Anton consulta sa montre et lança le compte à rebours. Dans douze minutes précisément, tout allait basculer. Alors que les alarmes retentissaient dans l'étroit habitacle, une voix désincarnée surgit à travers la radio pour débiter les étapes du protocole de décollage. La trotteuse se traînait d'une seconde à l'autre, un océan de regrets dans chaque seconde passée, un univers d'angoisse dans chaque seconde à venir.

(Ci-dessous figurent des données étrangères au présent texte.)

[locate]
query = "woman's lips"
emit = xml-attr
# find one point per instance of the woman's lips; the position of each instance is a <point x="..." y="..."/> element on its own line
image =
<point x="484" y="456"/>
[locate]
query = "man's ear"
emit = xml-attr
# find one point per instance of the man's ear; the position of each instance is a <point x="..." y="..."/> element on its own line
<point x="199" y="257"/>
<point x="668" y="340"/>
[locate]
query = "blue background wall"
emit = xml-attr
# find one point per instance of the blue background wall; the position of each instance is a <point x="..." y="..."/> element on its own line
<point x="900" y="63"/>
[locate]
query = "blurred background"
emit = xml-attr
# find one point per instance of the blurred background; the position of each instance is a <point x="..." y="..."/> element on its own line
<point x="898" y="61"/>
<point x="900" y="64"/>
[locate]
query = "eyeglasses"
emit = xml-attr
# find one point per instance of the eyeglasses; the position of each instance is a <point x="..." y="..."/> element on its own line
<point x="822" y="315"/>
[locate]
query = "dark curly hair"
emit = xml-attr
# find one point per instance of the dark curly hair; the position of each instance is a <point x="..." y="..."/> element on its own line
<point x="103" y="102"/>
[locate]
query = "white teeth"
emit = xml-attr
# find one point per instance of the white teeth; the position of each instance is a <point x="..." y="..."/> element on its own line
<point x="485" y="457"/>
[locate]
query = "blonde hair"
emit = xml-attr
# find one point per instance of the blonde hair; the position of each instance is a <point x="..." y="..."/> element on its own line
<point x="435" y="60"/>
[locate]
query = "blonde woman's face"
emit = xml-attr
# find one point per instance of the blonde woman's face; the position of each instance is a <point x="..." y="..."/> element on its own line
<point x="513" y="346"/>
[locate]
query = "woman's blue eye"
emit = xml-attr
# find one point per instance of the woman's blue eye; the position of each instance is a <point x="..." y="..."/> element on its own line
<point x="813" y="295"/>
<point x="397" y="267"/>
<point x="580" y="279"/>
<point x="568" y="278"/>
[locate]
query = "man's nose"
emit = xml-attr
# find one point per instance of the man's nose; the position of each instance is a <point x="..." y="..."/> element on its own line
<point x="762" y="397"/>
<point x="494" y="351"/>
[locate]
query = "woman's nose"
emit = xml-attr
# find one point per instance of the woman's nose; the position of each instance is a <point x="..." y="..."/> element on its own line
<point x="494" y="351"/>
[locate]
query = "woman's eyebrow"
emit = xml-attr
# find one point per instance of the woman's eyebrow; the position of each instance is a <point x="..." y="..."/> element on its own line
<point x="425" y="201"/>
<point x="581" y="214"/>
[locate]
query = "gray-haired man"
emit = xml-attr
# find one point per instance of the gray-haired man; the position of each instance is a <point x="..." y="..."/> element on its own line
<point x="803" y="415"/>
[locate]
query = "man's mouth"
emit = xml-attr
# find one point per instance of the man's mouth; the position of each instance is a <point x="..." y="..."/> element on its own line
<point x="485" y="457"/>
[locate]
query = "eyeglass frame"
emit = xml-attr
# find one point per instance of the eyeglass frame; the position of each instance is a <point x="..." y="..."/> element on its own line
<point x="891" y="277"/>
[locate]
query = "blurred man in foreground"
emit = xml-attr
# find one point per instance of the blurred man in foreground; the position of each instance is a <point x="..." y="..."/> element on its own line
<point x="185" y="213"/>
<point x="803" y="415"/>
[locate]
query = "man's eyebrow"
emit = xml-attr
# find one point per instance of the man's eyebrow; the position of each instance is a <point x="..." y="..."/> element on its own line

D'un geste nerveux, le pilote leva la main à son front pour essuyer la goutte de sueur qui partait à l'assaut de son sourcil, mais ses doigts ne rencontrèrent que le verre. Saleté de casque ! Perché dans le module de commandes d'une fusée, assis sur plusieurs milliers de tonnes de carburant inflammable qui allaient sauter d'un moment à l'autre pour le précipiter dans le vide de l'espace, et Anton trouvait le moyen de se plaindre de stupides détails de son casque. Cette pensée déclencha un rire nerveux chez l'astronaute.
— Tout va bien, Anton ?
A travers le hublot de l'habitacle, ce dernier distinguait à peine le centre spatial d'où l'appelait le contrôleur de vol. Là-bas, au loin, toute une équipe d'hommes et de femmes travaillait avec ardeur pour l'arracher à l'attraction terrestre. Restait à prier que les ingénieurs avaient bien fait leur boulot !
— Oui, oui, grommela l'astronaute. Paré au décollage !
Dans le coin de son regard, un bouton rouge clignotait faiblement. ABORT. Cinq lettres qui représentaient tellement de choses : la possibilité de tout annuler, de renoncer au voyage sans retour, aux risques, à l'exploration de l'inconnu ; la possibilité de continuer la vie qu'il avait toujours menée, sans tambours ni trompettes. Les alternatives contenues dans cette décision lui donnaient le vertige : quel choix était le bon ? Mais il avait fait une promesse, et cette promesse lui interdisait tout retour en arrière.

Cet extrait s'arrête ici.